To toughen its Li-ion batteries, Anton/Bauer uses a “double skinned” architecture where the cells are individually contained in an impact-resistant, flame-retardant plastic honeycomb, with a one millimeter air gap between them. This ensures that no cells can touch and allows air to circulate to keep the pack cool. 

The entire cell pack is then “suspended” within an impact-resistant outer case, maintaining a five millimeter air gap around it and providing a “crumple” zone to prevent crushing and accidental penetration of the cells themselves by sharp objects.

Thermal sensors continually monitor the battery, and if a rise in temperature is detected, a switch is opened to prevent further charge or discharge. Similarly the charge and discharge currents are continually monitored, and if too much current is flowing, the battery switches off.

Another major battery manufacturer is Frezzi Energy Systems, a company based in Hawthorne, New Jersey that has been making batteries and lighting gear for more than 70 years. Frezzi has just announced its new Eylight, the first professional video camera light that includes an internal plug-in Li-ion battery that powers the 75-watt LED fixture for two hours. It’s the first video light integrated with a battery.

Frezzi makes two types of Li-ion camera batteries today — a 100 watt hour model that’s legal for air travel and a 240 watt hour model that cannot go on airplanes. All Frezzi battery packs work with both Anton/Bauer or V-Lock battery brackets.

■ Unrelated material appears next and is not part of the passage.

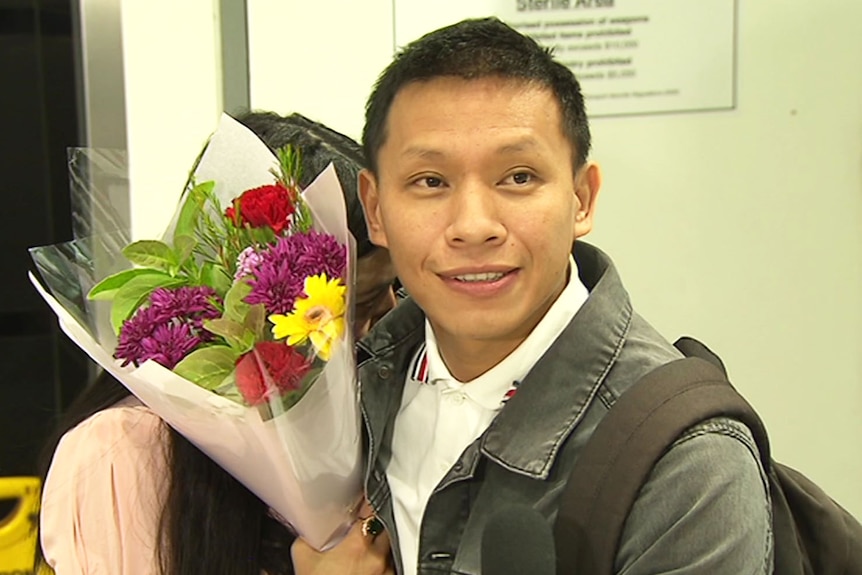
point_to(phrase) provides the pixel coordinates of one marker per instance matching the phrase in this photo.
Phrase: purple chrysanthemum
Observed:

Jim Crawford, president of Frezzi and an Emmy Award winner for pioneering advanced batteries and chargers for television, said virtually all of his company’s research is now going into Li-ion batteries. 

“In terms of your everyday professional news photographers, it’s all lithium today, Crawford said. “And that goes for the entire battery industry, not just for us. I’d say 90 percent of all business is now lithium.”

Crawford said users just have to be careful when operating with Li-ion batteries. “Professionals know what to with travel restrictions these days,” he said. “The Department of Transportation doesn't want anything packed into luggage. You can’t even put your lipstick in there today. It all has to be in the carry-on.”

Though lithium technology now dominates the industry, Crawford said his and most competing companies still make NiMH batteries for those who need them. “We make a 150 watt hour nickel metal hydride battery and you can travel with those,” he said. “There are certain customers that still use those types of batteries.”

The trend toward DSLR video cameras has widened the battery market to the makers of the individual cameras. Yet, for running several devices in a professional high power video shooting rig, the major makers of batteries include Anton-Bauer, Frezzi, IDX, PAG, JAG, VECT and, yes, Cine 60.